Eles conversavam entre si de maneira amistosa, comentando coisas que viam na rua, lembrando de dias que passaram em cidades distantes e em outros estados. Deram risadas de piadas que entendiam entre si e disseram coisas que Goldberg nunca imaginou que seriam ditas da boca de um homem. É porquê são negros… pensou, mas não tinha tanta certeza disso. Não tenho? 

Uma parte de Samuel ouvia aquilo tudo e via a forma como eles discutiam e conversavam algo muito… humano. Sentia seu estômago enrolar e seus olhos se distanciavam daquela cena por intrínseco e estranho instinto de inveja, ao invés do comum nojo que sentia. 

Samuel Goldberg sempre foi nova-iorquino. Ainda que não tivesse nascido aqui — é de uma cidade pequena do sul dos Estados Unidos — tinha memórias apenas de Manhattan. Seu pai, dono de terras e de certa quantidade de cabeças de gado, vendeu a maior parte das suas propriedades quando se iniciou a Primeira Grande Guerra. Levou a família para onde achou que seria mais seguro, até que foi convocado para servir. Morreu em combate, deixando a mulher sozinha com uma quantia enorme de dinheiro e um filho com menos de seis anos de idade. 

Sua mãe nunca trabalhou, pelo simples capricho de não querer.

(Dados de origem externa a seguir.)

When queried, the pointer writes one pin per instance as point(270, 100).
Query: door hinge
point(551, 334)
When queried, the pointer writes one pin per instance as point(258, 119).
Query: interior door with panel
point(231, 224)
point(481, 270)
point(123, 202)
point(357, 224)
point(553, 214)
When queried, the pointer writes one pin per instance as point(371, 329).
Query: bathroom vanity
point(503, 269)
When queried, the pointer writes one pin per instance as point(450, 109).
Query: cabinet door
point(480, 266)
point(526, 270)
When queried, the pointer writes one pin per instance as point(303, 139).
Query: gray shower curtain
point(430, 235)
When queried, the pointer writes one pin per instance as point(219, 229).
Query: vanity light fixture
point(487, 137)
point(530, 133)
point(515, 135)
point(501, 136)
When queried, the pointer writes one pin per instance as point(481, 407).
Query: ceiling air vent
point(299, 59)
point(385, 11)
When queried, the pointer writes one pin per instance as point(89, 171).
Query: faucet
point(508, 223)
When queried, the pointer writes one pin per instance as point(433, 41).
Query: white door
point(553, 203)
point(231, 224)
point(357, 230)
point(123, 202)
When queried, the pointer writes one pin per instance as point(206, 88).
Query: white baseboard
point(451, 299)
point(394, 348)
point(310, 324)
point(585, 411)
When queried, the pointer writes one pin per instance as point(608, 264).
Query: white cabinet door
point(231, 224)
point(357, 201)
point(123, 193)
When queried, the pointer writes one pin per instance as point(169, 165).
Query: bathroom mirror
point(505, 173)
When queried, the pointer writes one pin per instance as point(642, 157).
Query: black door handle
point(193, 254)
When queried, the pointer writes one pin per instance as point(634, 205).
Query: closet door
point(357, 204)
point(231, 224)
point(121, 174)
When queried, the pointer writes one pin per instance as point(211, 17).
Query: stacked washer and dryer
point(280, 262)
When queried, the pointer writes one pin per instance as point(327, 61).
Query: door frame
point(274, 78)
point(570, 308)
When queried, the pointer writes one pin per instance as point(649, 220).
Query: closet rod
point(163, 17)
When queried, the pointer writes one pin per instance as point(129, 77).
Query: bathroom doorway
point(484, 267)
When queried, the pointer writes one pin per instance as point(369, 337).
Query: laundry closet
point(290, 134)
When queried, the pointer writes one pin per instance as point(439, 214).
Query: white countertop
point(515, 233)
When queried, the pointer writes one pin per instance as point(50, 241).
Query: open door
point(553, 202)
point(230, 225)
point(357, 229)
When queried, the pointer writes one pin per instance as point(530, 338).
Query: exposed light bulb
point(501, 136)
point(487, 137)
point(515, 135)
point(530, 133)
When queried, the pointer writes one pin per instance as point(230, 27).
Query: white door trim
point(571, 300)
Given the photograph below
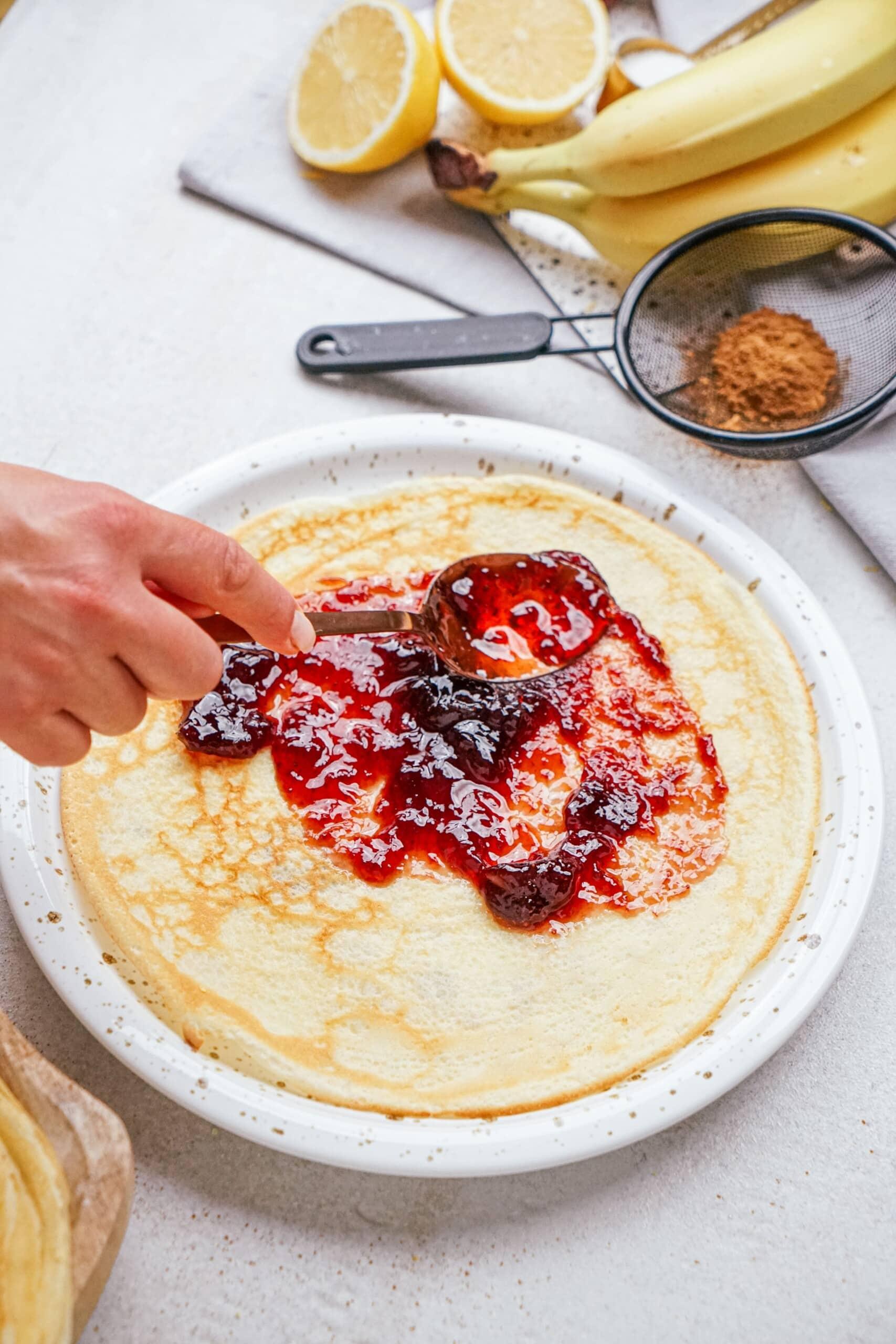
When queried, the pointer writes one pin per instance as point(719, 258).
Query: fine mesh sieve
point(836, 272)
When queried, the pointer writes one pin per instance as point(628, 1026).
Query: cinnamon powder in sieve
point(773, 368)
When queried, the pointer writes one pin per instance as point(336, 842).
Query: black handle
point(379, 347)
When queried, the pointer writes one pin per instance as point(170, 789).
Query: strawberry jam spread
point(590, 786)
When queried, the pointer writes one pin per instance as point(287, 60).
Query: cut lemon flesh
point(366, 92)
point(523, 62)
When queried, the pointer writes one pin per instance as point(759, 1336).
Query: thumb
point(201, 565)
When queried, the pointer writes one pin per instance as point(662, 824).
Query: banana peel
point(849, 167)
point(793, 81)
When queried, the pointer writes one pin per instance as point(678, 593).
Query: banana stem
point(563, 201)
point(456, 167)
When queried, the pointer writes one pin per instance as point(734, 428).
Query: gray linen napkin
point(397, 225)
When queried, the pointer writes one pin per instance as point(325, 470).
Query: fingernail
point(303, 634)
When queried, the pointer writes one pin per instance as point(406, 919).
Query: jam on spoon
point(499, 617)
point(532, 790)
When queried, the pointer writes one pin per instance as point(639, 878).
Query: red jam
point(593, 785)
point(512, 616)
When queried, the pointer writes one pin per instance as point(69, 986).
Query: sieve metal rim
point(734, 440)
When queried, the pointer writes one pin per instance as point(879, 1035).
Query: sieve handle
point(379, 347)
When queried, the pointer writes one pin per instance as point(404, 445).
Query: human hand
point(97, 597)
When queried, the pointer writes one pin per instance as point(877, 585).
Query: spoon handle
point(364, 623)
point(325, 623)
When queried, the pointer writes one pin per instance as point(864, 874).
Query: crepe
point(409, 998)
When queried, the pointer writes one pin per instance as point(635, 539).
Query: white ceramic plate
point(769, 1006)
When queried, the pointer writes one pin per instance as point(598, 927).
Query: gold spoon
point(445, 620)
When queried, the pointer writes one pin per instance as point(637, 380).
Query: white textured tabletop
point(144, 332)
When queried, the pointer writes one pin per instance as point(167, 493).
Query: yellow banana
point(851, 167)
point(790, 82)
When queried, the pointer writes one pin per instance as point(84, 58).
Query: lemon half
point(366, 92)
point(523, 62)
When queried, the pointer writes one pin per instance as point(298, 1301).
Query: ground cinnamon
point(773, 368)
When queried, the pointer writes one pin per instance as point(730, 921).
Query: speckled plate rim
point(770, 1004)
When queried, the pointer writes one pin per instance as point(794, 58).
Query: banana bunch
point(35, 1252)
point(803, 114)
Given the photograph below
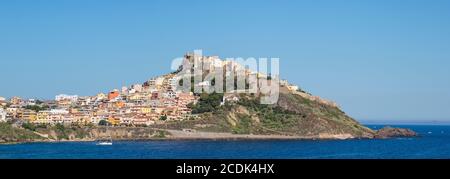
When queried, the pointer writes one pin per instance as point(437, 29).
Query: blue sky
point(379, 59)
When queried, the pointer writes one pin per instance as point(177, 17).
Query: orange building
point(113, 94)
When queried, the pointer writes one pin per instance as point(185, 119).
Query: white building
point(2, 115)
point(62, 97)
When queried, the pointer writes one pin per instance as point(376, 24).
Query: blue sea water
point(434, 143)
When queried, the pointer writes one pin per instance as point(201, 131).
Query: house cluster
point(155, 101)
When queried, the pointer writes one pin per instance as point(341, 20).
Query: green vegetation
point(8, 134)
point(163, 118)
point(37, 108)
point(103, 123)
point(207, 103)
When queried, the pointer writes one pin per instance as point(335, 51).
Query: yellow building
point(43, 117)
point(114, 121)
point(146, 110)
point(28, 115)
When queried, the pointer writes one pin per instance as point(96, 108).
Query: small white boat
point(104, 143)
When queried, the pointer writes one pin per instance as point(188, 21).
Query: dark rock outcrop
point(389, 132)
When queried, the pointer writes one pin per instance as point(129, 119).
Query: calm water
point(434, 143)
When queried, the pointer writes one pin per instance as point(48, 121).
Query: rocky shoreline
point(149, 134)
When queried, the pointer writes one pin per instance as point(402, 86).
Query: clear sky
point(379, 59)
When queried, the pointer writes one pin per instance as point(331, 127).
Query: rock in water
point(388, 132)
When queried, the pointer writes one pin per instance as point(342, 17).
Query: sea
point(433, 143)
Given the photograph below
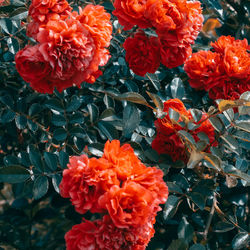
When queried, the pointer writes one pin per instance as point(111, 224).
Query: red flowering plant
point(176, 24)
point(93, 156)
point(70, 48)
point(224, 72)
point(120, 187)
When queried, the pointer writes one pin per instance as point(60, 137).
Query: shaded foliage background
point(207, 207)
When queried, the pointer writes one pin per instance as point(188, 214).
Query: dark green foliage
point(207, 205)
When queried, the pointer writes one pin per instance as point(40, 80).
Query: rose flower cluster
point(122, 189)
point(70, 46)
point(167, 141)
point(224, 71)
point(176, 24)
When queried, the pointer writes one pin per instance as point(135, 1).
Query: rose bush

Passou a vida inteira de casada tendo a ajuda de criados e dinheiro o suficiente para comprar a todos esses um belíssimo imovel. O salário desses empregados, no entanto e pelo viés informativo, mal pagava os gastos essenciais que tinham no mês. 

Por tanto, a mãe se viciou em apostas enquanto colocou uma empregada para cuidar de seu próprio filho. O garoto, ainda que crescendo abraçado e amado por uma outra mãe, envelheceu arrogante e pouco se importando, ou compreendendo, o mundo que o rodeava. Fez poucos amigos, e os poucos que fez, morreram na Segunda Grande Guerra. Uma vida de infortúnios que não gostava de admitir. 

Sua única grande companheira era sua esposa, que conheceu na faculdade. A mãe de Samuel morreu de pneumonia, alguns anos depois que terminou sua formação e não viu o quão lindo seu casamento havia sido. Ela teria reclamado do quão barato era. Mais uma vez, repito, ele não possuía amigos vivos e seus colegas de banco eram apenas colegas. Passou todo o último ano bebendo, sozinho e pessimista quanto a tudo, o mundo estava mudando e o seu girava ao redor de uma garrafa de uisque escoces. 

— Senhor Goldberg, me responda uma coisa… — Lorenzo perguntou, tirando a atenção do banqueiro de seus delírios pessimistas. — Acho que pode me ajudar nisso. 

Samuel o olhou, esperando a sua pergunta. Esperava alguma coisa quanto a casa, ou ao seu trabalho, ou por que dele estar ali naquele momento, mas nada disso, esta não era esta a pergunta do italiano.

— Se eu tenho dez euros no bolso e perco cinco, o que há no meu bolso? 

O banqueiro se sentiu ofendido por tamanha ousadia daquele sujeito. Ele acha que eu não sei matemática básica? Estava prestes a retrucar, dando a “resposta correta, exagerada e truncada”, porém o italiano respondeu antes:

— Um buraco. — Abriu um sorriso em sequência, que pegou Samuel desprevenido. Ele levou um instante para diminuir sua raiva, e outro para compreender o trocadilho. O homem notaria mais tarde que a muito tempo não dava uma risada como aquela. Uma que faz sua antiga voz aguda, da época em que estava na faculdade, sair; que fazia seus pulmões saltarem e se esvaziarem várias vezes. 

A piada não parecia tão boa na cabeça Lessley e tanto Big Tom quanto Jerry não achavam aquela piada engraçada, então por que o banqueiro ria tanto? Quando notaram, se desataram a rir junto dele. 

Um grupo de quatro homens, três negros e um branco, riam no meio do metro de Nova York. Várias pessoas ali ao redor olhavam para o banqueiro de maneira estranha por se misturar a eles. O julgavam por estar em seu maior momento de paz, em toda a sua vida.